Have you given any more thought to that? And the three options I presented
you with last week for the dimensions of the sacristy? Can we spend a few
minutes on those two things? And briefly—again—about the soffits? I'm glad you called, said Father Collins. I'd love
to discuss the sacristy in particular. I've been giving it substantial
thought. White lies are loved by God, he told himself.

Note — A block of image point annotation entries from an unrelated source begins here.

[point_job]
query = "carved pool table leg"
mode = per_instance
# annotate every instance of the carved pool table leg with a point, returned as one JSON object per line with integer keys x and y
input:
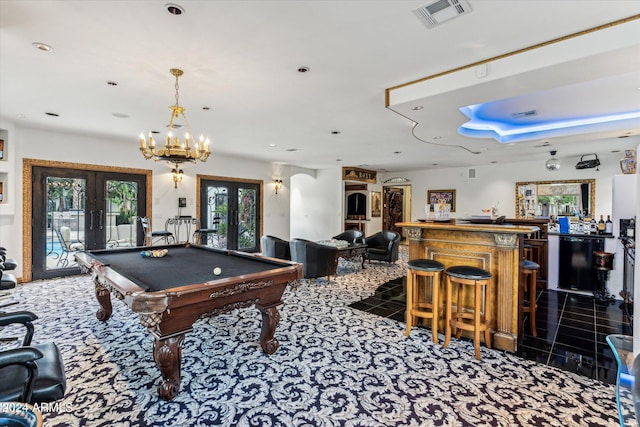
{"x": 104, "y": 299}
{"x": 270, "y": 319}
{"x": 168, "y": 356}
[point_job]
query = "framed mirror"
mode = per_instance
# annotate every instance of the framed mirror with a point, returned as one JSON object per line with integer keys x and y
{"x": 542, "y": 199}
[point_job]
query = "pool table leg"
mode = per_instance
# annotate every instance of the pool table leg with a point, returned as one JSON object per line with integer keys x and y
{"x": 270, "y": 319}
{"x": 167, "y": 353}
{"x": 104, "y": 299}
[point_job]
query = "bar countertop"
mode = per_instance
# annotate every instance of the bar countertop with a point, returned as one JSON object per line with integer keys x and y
{"x": 463, "y": 225}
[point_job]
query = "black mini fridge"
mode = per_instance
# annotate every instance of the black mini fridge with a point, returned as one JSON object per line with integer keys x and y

Because the last thing he wanted to do right now was discuss a hypothetical
sacristy. Hypothetical because the new church was hypothetical: there were no
funds for it. The town’s economic demise and the general indifference of the
larger diocese toward its much-beleaguered North Fork parish made certain of
that. The new-church notion had been conjured up almost two years before
Father Collins' tenure and the account that had been established for it was
now at seventeen thousand dollars and earning three and a half percent. The
whole thing seemed, to Father Collins, like an empty and ultimately fruitless
hobby, this endless tinkering with lines on a blueprint, worrying which way
the doors would swing, what sort of finish to put on the hinges, it seemed to
him like a child's project, like Tinkertoys or Lincoln Logs, he could no more
imagine being an architect and spending his working life on these things than
he could imagine worshiping Satan. His "work" on the new church was
theater, a performance. It was also unexpectedly therapeutic, like
woodworking or building model boats. A pastime that felt to him ominous and
boring, a staying action, a siege. He wasn't doing anything important and
that fact elicited a fundamental angst not even Kierkegaard could vanquish. I prefer, he said to Larry Garber, option two for
the sacristy. I think it gives us more room to work with. And 1m willing to
give up the office space. The third option—that's too much. I lose the entire
nook for my files. I don't think we want to lose that flush face, the files
pushed back, like we talked about. There was at least ten minutes of this sort of
blather, and then Larry Garber asked, tentatively, if Father Collins had
heard the rumor about a girl who claimed to see the Virgin Mary. Yes, said the priest. I've heard of that. What do you think? As
you say—it's a rumor. What have you heard? Various things. I understand she's a mushroomer-type person. Yes, well. We'll wait and see. I understand she's a runaway or something. And
maybe—mentally unstable. Mentally unstable, said Father Collins. All the
saints were mentally unstable. Saint Teresa of Avila was mentally unstable,
as was her friend Saint John of the Cross. As was Saint Francis of Assisi. Yes. So look, we'll talk about the footing drains soon. After I hear from the engineer. I'll give him a
push. Tomorrow morning. There's no hurry, said Father Collins. And God
bless you, Larry, in your work. God be with you in it. After he hung up he dropped the newspaper on the
floor and examined his bookcase for anything pertinent to Marian apparitions.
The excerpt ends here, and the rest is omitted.